The later chapters contain a very sensible two-week sample menu plan followed by 50 pages of recipes.
The meat of the book is in Corder's extensive use of the most up-to-date, as well as historic, research on wine and health. He begins by citing 5th century B.C. Greek physician Hippocrates, who used wine as an antiseptic, diuretic and sedative.
While acknowledging the destructive effects of alcohol abuse on society, Corder shows how, in the 20th century, U.S. physicians risked controversy if they advocated the health benefits of wine. So when French scientist Serge Renaud appeared on CBS television's ``60 Minutes'' in 1991 to expound on the French Paradox, the news, says Corder, ``shook America.''
Recommended Bottles
He then discusses which wines, like tannat, are the most beneficial and even recommends specific bottlings including Malbec Riserva from Altos Las Hormigas in Argentina, Chateau Montaiguillon and especially those French wines made with tannat grapes in Madiran. The best U.S. wines rated are Robert Mondavi Napa Valley Reserve from California and Matthew Cellars Red from Washington state.
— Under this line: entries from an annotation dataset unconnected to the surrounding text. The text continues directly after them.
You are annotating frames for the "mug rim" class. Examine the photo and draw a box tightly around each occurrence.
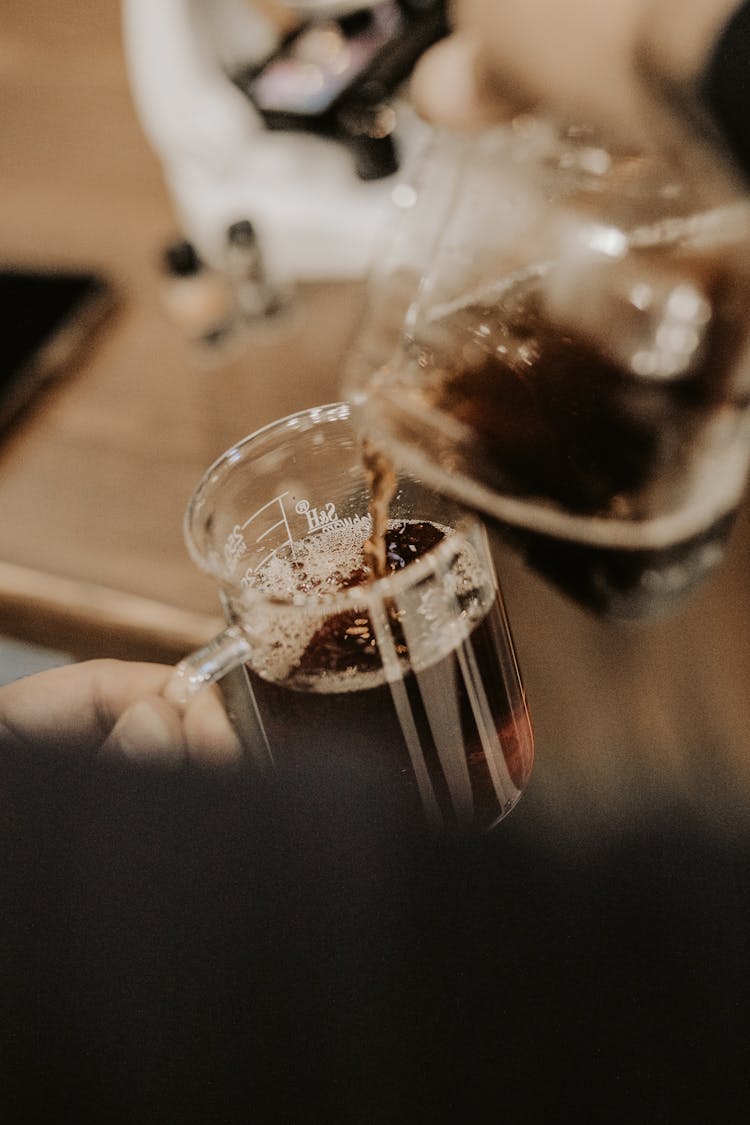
[182,401,483,610]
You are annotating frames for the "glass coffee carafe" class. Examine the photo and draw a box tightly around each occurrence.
[345,118,750,618]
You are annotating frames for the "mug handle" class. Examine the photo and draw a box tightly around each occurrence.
[164,624,252,711]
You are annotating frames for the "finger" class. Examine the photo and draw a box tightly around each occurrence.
[0,660,171,752]
[409,33,524,129]
[101,695,187,766]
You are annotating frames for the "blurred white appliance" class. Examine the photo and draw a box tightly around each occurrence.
[123,0,443,280]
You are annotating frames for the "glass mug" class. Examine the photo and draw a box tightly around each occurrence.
[344,127,750,618]
[168,403,533,830]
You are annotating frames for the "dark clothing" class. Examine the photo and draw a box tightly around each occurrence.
[0,757,750,1125]
[702,3,750,178]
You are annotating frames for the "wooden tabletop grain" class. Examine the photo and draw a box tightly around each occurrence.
[0,0,750,830]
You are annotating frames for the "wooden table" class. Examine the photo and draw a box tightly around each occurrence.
[0,0,750,828]
[0,0,362,659]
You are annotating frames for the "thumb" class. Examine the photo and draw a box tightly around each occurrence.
[101,695,187,766]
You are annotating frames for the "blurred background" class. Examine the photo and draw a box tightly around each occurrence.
[0,0,750,839]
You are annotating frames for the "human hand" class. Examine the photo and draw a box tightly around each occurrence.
[412,0,738,141]
[0,659,241,765]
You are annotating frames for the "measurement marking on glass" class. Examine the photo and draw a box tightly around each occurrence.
[241,492,295,573]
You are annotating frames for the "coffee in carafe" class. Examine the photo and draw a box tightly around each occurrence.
[347,132,750,617]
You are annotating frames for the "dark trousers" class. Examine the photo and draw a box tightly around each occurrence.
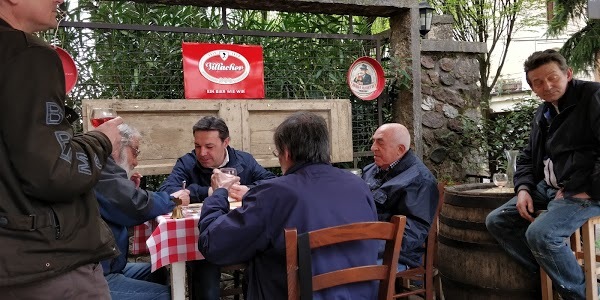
[0,263,110,300]
[187,259,221,300]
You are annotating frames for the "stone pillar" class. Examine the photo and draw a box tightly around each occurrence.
[420,18,487,181]
[390,6,423,157]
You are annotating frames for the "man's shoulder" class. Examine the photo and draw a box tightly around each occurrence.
[230,147,256,163]
[179,151,196,166]
[572,79,600,93]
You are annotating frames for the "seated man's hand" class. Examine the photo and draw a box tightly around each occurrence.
[210,169,240,191]
[229,183,250,201]
[129,172,142,188]
[171,190,190,206]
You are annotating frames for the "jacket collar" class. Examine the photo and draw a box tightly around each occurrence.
[0,18,14,29]
[545,79,581,111]
[284,162,328,176]
[192,146,241,174]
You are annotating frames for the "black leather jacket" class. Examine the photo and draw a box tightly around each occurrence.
[514,80,600,200]
[0,19,118,286]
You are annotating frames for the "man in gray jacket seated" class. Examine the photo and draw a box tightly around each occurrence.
[95,124,190,299]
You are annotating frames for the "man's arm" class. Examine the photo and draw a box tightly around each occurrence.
[247,157,277,186]
[513,109,543,192]
[398,181,439,256]
[158,158,208,203]
[586,90,600,200]
[198,188,271,265]
[0,47,112,202]
[94,158,175,226]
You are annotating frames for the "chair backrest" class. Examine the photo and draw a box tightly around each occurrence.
[394,183,445,300]
[285,216,406,300]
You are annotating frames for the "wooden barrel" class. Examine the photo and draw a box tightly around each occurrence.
[437,183,539,300]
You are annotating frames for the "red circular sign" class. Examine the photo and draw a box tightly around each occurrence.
[346,56,385,100]
[53,46,77,94]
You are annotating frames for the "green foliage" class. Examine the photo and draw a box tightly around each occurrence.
[430,0,543,106]
[548,0,587,36]
[548,0,600,75]
[560,20,600,75]
[484,98,540,172]
[447,98,540,173]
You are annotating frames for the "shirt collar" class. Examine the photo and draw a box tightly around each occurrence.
[376,158,402,173]
[217,148,229,169]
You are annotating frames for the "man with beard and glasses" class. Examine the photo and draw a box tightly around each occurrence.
[0,0,123,300]
[95,124,190,299]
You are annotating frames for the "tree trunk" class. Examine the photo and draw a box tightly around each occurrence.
[594,50,600,82]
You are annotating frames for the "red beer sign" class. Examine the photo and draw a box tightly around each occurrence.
[182,42,265,99]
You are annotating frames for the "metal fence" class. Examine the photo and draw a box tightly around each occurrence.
[45,17,389,167]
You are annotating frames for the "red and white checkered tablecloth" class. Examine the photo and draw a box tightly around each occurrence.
[146,214,204,272]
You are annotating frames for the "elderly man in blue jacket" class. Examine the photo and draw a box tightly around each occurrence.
[159,116,275,300]
[94,124,190,300]
[362,123,439,271]
[198,112,378,300]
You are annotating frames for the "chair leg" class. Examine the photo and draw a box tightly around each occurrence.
[582,221,598,300]
[433,269,445,300]
[540,268,554,300]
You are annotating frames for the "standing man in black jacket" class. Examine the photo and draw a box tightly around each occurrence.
[486,50,600,299]
[0,0,123,299]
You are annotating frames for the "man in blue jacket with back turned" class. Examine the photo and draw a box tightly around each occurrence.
[159,116,275,300]
[198,112,378,300]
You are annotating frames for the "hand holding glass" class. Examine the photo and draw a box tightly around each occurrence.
[219,168,237,176]
[492,173,508,188]
[90,108,117,127]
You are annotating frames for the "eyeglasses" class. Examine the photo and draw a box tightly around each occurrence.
[127,145,141,158]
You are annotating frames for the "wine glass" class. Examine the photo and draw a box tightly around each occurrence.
[90,108,117,127]
[492,173,508,188]
[219,168,237,202]
[219,168,237,176]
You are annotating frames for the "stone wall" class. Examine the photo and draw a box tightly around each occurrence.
[421,16,487,182]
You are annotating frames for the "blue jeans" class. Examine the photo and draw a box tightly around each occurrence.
[486,181,600,300]
[104,263,171,300]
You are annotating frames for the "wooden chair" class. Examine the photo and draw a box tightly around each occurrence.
[540,216,600,300]
[394,183,445,300]
[285,216,406,300]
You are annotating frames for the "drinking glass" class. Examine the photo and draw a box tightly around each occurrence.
[492,173,508,188]
[90,108,117,127]
[219,168,237,176]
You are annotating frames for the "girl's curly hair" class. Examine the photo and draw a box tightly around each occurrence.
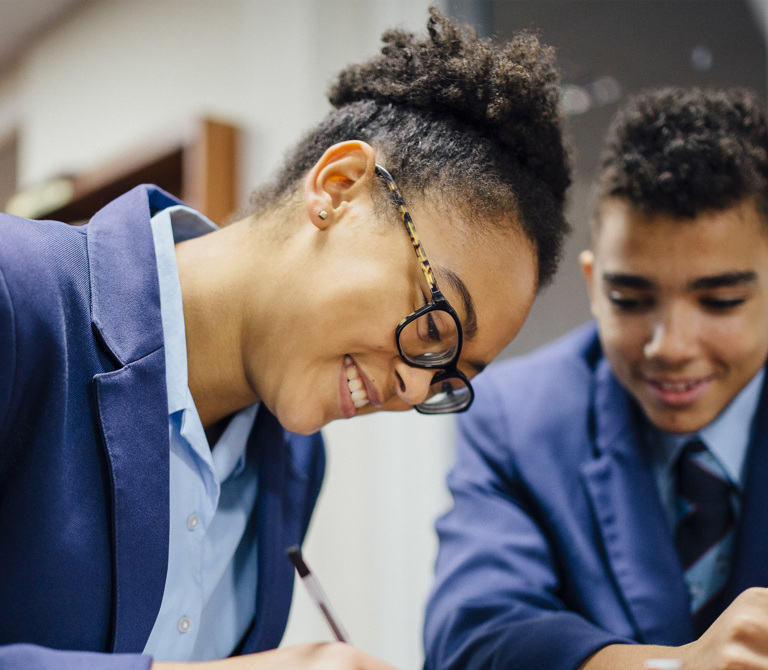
[252,8,571,286]
[598,87,768,220]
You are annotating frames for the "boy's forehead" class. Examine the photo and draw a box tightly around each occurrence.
[592,197,768,254]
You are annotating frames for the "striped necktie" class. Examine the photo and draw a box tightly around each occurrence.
[675,439,736,637]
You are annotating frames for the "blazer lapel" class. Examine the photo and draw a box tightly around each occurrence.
[95,356,170,653]
[726,376,768,603]
[581,360,693,645]
[87,187,177,652]
[243,405,304,653]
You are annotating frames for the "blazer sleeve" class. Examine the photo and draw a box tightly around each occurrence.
[424,372,631,670]
[0,267,16,444]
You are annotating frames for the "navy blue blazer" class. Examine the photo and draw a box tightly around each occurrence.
[425,325,768,670]
[0,186,325,670]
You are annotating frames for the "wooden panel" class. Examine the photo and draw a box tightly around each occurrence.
[7,119,237,225]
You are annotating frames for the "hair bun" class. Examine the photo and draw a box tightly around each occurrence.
[328,8,569,201]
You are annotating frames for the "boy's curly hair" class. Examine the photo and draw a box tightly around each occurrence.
[597,87,768,222]
[252,8,571,286]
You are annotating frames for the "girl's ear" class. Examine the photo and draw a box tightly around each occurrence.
[579,249,596,316]
[304,140,376,230]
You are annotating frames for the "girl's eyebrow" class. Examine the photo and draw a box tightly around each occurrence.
[433,266,477,340]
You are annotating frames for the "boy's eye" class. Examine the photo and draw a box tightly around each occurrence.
[700,296,747,312]
[608,291,653,312]
[421,312,440,342]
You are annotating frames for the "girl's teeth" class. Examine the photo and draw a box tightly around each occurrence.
[344,356,368,409]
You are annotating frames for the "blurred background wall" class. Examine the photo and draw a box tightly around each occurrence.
[0,0,768,668]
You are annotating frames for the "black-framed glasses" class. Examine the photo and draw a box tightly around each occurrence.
[376,164,475,414]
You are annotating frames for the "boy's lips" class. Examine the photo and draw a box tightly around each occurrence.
[645,375,713,406]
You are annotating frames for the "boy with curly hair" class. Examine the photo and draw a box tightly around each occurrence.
[425,88,768,670]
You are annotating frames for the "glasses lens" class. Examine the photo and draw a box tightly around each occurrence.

Corder's book is a much-needed and comprehensive update of the research on a subject not treated in depth since ``To Your Health: Two Physicians Explore the Health Benefits of Wine'' by David M. Whitten and Martin R. Lipp, 13 years ago.
For a confirmed wine drinker, ``The Red Wine Diet'' is an easy book to love, one you want to shake at your teetotaling friends who still believe that alcohol consumption is cause for all sorts of maladies and social ills. If Corder had his way, he would print wine's health benefits right on the label.
``I see no reason why in the future it should not be a legal requirement to include a statement of procyanidin content,'' he writes. ``I predict that sooner or later we will be told exactly which healthful benefits we can expect from a glass of wine.''
I'll drink to that.
``The Red Wine Diet'' is published by Avery (326 pages, $15.95).
(John Mariani writes on wine for Bloomberg News. The opinions expressed are his own.)